Deux anecdotes reviennent sans cesse quand on parle du premier album solo d'Iggy Pop. La première est que ce disque a fortement influencé, à égalité avec la trilogie berlinoise de Bowie (qui est ici producteur de l'album), le mouvement post-punk. La seconde est que Ian Curtis, chanteur de Joy Division, l'a écouté juste avant de se pendre, le 18 mai 1980, signant ainsi la première mort de la formation de Manchester. Ainsi, « The Idiot » est probablement un des rares albums a avoir précipité la naissance puis la mort d'un style musical. D'ailleurs, une dichotomie entre vitalité rock et esthétique morbide parcourt toute cette oeuvre.
L'héritage que ces huit morceaux laissent au post-punk est effectivement énorme. 39 minutes de musique froide, synthétique, rigide. Des guitares au son sourd qui miment de lents riffs funky ou qui laissent s'échapper des solos stridents et dissonants, et des synthétiseurs (joués par Bowie) qui sonnent comme des sirènes d'alerte. Quand à Iggy, il abandonne les glorieux gargarismes et cris érotiques période Stooges. Ici, le « parrain du punk » inaugure son fameux vibrato de crooner qu'il alterne parfois avec un joli pastiche de Lou Reed ("Funtime") ou certaines envolées lyriques (le final de "China Girl"). Il faut avouer que l'Iguane révèle ici une palette vocale étonnante, de la nonchalance classe de "Nighclubbing" aux incantations possédées de "Mass Production" en passant par la rage contenue de "Dum Dum Boys". Un style à la croisée des chemins entre Sinatra, Jagger et surtout, Jim Morrison, son héros, style qu'il conservera jusqu'à la fin de sa carrière.

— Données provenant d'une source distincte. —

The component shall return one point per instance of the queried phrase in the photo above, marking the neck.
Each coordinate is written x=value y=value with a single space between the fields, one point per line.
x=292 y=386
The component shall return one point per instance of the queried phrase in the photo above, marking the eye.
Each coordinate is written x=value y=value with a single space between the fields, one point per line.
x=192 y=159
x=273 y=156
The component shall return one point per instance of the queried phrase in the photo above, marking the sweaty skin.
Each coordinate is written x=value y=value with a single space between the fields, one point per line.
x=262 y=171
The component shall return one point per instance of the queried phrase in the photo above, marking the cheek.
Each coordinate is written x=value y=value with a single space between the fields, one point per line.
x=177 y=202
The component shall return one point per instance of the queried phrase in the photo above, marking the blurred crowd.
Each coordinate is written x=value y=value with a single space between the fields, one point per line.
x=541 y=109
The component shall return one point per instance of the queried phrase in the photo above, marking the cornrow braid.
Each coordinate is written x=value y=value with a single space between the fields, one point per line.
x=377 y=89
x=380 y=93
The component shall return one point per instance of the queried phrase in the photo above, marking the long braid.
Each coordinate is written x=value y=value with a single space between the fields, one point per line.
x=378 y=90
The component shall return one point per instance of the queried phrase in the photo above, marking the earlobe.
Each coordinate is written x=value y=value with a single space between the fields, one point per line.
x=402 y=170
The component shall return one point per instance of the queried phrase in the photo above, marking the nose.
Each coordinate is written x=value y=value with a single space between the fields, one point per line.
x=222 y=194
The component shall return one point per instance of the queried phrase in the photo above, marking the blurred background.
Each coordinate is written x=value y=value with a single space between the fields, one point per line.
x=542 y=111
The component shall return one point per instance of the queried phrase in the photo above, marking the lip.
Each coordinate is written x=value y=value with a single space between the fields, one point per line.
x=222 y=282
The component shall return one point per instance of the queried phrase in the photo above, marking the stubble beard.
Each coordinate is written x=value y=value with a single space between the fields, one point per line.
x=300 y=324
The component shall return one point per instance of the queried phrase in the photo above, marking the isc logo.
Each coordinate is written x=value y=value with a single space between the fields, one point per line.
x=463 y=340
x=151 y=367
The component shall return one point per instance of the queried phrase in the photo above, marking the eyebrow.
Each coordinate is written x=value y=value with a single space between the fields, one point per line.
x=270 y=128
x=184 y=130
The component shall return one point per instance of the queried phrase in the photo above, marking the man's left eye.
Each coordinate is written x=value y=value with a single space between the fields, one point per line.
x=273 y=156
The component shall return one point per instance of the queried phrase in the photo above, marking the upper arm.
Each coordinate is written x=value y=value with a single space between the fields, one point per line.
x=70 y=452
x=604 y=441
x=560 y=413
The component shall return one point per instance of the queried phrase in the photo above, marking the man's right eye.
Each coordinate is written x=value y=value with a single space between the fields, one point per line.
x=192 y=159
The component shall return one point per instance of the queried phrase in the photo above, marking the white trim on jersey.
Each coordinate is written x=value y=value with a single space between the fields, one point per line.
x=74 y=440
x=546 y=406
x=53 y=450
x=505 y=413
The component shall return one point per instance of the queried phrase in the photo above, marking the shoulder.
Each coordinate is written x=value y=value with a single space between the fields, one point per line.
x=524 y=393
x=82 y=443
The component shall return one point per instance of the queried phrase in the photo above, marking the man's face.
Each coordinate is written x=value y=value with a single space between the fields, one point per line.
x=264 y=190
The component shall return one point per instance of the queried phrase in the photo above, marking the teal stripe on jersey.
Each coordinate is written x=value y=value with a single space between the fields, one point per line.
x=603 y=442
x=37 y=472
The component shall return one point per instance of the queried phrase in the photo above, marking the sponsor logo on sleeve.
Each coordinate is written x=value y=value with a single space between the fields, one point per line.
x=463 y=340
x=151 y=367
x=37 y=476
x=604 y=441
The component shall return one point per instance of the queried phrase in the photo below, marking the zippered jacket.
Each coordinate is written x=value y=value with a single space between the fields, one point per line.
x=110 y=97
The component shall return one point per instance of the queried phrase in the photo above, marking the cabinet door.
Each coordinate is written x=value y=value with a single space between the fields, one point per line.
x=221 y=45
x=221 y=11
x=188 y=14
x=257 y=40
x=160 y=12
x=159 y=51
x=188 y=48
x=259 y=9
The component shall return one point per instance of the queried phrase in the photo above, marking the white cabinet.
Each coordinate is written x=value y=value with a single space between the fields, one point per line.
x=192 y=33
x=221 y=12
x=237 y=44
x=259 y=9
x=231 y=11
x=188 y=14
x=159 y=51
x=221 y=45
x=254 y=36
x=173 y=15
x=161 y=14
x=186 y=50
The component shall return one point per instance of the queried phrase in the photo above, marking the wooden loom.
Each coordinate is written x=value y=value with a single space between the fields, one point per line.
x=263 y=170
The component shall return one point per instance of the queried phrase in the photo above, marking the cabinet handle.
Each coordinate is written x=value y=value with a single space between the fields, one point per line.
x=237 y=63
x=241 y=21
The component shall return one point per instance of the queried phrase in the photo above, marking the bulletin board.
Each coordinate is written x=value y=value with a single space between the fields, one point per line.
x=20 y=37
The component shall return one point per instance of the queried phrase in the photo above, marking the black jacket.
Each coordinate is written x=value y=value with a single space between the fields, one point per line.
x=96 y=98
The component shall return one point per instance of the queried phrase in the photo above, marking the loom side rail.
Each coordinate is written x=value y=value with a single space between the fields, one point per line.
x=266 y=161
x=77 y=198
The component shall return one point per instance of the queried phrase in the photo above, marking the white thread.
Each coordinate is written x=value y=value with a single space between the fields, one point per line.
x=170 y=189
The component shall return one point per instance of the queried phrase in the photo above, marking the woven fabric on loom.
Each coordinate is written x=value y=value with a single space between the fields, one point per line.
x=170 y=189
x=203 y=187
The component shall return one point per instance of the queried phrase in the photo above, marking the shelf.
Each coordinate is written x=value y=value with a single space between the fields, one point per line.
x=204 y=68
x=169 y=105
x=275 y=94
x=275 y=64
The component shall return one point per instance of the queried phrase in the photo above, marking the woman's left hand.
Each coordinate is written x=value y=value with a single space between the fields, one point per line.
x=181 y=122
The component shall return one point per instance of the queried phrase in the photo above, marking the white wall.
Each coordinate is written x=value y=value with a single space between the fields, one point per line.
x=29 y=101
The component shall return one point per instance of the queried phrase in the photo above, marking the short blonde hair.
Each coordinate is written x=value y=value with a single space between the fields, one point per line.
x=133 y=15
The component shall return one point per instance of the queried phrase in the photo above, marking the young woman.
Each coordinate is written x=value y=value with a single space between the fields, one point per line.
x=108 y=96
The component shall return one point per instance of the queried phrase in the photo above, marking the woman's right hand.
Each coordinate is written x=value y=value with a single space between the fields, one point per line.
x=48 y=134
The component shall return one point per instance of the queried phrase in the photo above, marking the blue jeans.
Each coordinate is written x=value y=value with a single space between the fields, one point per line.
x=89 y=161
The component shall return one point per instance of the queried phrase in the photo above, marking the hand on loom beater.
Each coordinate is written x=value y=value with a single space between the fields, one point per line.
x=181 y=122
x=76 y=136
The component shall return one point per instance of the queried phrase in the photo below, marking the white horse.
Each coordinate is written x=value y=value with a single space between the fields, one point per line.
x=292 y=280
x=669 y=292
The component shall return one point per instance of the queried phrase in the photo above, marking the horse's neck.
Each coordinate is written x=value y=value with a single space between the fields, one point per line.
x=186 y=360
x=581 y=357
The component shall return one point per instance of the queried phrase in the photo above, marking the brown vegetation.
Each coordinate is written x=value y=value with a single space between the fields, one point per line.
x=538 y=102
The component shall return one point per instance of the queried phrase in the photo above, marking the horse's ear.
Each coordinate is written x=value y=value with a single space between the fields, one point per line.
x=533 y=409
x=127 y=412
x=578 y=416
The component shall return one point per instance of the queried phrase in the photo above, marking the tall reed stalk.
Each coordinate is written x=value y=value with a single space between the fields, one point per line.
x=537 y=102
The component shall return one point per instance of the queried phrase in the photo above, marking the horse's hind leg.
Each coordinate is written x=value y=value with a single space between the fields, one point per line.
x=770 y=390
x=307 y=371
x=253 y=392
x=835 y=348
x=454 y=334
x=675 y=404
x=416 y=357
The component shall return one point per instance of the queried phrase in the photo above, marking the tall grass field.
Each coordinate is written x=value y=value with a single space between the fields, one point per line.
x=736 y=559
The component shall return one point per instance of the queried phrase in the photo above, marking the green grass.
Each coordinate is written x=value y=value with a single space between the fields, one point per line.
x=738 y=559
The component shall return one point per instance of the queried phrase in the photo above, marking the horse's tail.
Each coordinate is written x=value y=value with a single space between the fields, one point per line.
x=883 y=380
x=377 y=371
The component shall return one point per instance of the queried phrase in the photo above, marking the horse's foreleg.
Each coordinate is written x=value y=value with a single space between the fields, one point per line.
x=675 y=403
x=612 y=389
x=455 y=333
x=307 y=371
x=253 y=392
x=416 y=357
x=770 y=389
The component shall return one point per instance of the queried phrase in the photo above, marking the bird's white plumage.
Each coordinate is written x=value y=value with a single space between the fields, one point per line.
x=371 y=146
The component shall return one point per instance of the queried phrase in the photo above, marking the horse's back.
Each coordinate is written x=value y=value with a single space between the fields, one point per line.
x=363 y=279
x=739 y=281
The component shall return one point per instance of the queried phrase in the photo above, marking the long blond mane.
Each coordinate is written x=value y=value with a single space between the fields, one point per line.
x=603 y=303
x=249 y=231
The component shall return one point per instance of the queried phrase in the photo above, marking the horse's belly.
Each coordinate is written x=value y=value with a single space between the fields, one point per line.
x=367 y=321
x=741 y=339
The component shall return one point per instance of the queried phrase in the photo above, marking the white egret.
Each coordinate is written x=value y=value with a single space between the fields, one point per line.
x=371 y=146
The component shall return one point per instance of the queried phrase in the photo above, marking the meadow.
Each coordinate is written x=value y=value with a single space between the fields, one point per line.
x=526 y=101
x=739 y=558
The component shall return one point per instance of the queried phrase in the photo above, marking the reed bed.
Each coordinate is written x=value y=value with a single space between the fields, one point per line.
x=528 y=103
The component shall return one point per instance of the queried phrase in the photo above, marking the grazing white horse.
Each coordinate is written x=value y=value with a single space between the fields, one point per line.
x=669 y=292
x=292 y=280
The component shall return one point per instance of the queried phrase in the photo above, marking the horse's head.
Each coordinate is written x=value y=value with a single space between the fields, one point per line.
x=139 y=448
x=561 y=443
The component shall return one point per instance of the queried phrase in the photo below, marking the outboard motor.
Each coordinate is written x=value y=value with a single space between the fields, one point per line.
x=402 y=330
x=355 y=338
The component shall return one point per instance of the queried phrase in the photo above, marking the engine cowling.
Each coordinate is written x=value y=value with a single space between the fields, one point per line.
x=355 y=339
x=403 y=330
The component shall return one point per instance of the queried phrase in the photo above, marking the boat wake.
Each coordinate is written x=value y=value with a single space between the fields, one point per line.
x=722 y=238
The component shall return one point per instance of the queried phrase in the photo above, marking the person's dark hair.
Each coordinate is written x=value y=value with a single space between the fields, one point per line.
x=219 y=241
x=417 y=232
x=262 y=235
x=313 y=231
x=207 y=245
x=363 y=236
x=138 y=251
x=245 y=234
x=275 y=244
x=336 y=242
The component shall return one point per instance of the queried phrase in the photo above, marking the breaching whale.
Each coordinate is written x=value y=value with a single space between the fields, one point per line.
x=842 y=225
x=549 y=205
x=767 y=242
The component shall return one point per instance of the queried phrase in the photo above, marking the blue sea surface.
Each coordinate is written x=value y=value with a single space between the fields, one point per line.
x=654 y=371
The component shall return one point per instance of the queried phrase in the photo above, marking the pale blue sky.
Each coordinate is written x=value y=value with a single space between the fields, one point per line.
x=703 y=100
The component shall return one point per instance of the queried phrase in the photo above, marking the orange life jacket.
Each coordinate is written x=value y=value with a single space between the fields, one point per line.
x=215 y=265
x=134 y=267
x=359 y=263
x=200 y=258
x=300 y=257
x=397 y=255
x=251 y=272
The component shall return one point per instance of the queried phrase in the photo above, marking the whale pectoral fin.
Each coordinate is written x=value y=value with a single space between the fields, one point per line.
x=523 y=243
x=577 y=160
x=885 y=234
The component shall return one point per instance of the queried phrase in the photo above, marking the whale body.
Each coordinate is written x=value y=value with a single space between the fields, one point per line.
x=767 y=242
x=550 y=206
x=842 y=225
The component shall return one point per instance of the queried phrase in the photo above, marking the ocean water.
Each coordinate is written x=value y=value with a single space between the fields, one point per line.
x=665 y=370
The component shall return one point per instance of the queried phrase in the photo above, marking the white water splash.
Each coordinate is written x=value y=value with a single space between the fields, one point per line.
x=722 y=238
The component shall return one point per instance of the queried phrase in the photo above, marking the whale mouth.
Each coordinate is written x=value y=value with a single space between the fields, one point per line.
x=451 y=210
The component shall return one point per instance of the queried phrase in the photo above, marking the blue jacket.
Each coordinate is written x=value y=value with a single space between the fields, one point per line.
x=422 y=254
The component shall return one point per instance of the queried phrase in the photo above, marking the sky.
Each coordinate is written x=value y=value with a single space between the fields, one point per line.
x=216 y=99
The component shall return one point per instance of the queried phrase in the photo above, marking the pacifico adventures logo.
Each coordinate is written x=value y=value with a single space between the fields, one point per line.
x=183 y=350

A l'instar de l'album qui suivra (« Lust for Life », sorti la même année), Iggy s'attache ici à rendre hommage à tous les marginaux, les magnifiques, les fiers, les vrais dérangés. En vrac : David Bowie, son ancien groupe, lui-même, et tout ceux qui ont croisés sa route, les freaks américains et les décadents de la vieille Europe. D'un morceau à l'autre, Iggy décrit les boites de nuits européennes fréquentées par des jeunes gens branchés qui « marchent comme des fantômes » ("Nightclubbing"), et déguise sa propre addiction à l'héroïne en romance tragique ("China Girl"). Qui d'autre pour introduire son album par un funk oedipien fiévreux comme "Sister Midnight" et le conclure par un flirt désespéré dans le décor industrialisé à l'extreme de "Mass Production" ?
L'album est tristement célèbre donc, pour avoir été le dernier disque écouté par Ian Curtis juste avant de se donner la mort. Le plus décourageant étant de se dire que son écoute ne l'ait pas sauvé. Avant de rentrer en studio, Iggy Pop avait tout perdu, jusqu'à la raison (David Bowie l'a sorti d'un hôpital psychiatrique après un an d'isolement forcé), et était encore un camé. Malgré ça, en 1977, l'Iguane claironne sur "Dum Dum Boys", fier comme un paon. C'est là toute la beauté du disque.
« The Idiot » est un disque de survivant. C'est un constat de dégout posé sur soi et sur les autres immédiatement suivi d'un grand éclat de rire et d'un majeur levé. C'est l'envie de faire de ce monde son terrain de jeu, aussi dégoutant et dangereux soit-il.